Every Wednesday at 6 a.m., northern Alberta teacher Vikki Presakarchuk logs onto Zoom to teach drama to students in war-torn Ukraine.
Presakarchuk is one of four teachers from the Peace River School Division volunteering time to give Ukrainian students lessons online.
“It is a challenging experience,” she told CBC’s Edmonton AM on Thursday.
“We have a lot of fun. We do a lot of activities. The challenging part comes just being aware of the situation that they are in right while they’re doing these lessons.”
6:29Alberta drama teacher shares her skills with students in Ukraine
Presakarchuk has led four sessions since April 6, typically for about 30 students ranging in age from nine to 17. Some have been displaced from their homes since the Russian invasion began in late February.
The lessons focus on happy and positive discussions, she said.
She and the other volunteering teachers were given guidelines on what to include in their lessons, and what not to include — no mentions, for example, of airplanes or falling buildings.
She said the students really enjoy tongue-twisters and role-playing activities.
The students have varying capabilities in English, she said, adding that older students speak better English than their younger counterparts.The students have a Ukrainian teacher co-ordinator who helps with the lessons.
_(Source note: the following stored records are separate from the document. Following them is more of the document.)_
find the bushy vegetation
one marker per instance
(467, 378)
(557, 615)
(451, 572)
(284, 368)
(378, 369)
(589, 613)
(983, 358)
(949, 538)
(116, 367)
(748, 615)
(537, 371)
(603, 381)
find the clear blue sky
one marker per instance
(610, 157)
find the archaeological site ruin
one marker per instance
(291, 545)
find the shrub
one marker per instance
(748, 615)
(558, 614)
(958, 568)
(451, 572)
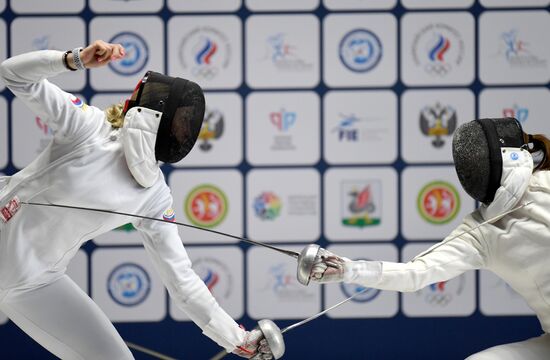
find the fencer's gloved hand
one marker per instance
(328, 267)
(254, 347)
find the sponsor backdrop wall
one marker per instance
(327, 121)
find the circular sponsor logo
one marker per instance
(204, 52)
(438, 202)
(267, 206)
(438, 48)
(206, 206)
(137, 54)
(215, 274)
(360, 50)
(129, 284)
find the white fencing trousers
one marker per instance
(532, 349)
(64, 320)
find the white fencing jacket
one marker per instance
(84, 165)
(516, 248)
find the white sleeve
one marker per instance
(441, 262)
(26, 76)
(165, 248)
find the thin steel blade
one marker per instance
(300, 323)
(290, 253)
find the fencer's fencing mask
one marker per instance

When prepping lessons for her Ukrainian students, Presakarchuk takes notes from classes she teaches at Paul Rowe Junior/Senior High School in Manning, 100 kilometres north of Peace River, Alta.
Presakarchuk, who is the school’s assistant principal, said lessons learned from teaching her own students online in the COVID-19 pandemic have been helpful in delivering lessons via Zoom to students in Ukraine.
Peace River School Division learned about the opportunity to help Ukrainian students from David Faulkner, a former principal with the division who now lives in Nunavut.
I could hear the air-raid sirens in the background.– David Faulkner
Faulkner said a friend introduced him to the organization New Ukrainian School, created in 2017 as part of a reform initiative under the Ministry of Education and Science of Ukraine.
Faulkner offered to teach displaced students across Ukraine about polar bears, the northern lights and other aspects of life in the Arctic.
Following his first couple of lessons with around 300 students — “I could hear the air-raid sirens in the background,” he said — he offered to get in touch with his former school division and other contacts who could give lessons to the students.
“I want to give these kids an hour where we literally take them into a place of wonder,” Faulkner said.
“I want to take them to mountains, to space, to see northern lights, to talk about polar bears so that at the end of that hour, they will have good memories, good thoughts.”
Students in Ukraine sign up for classes through the organization’s website.
Presakarchuk plans on continuing with the lessons “until they don’t need me anymore,” she said.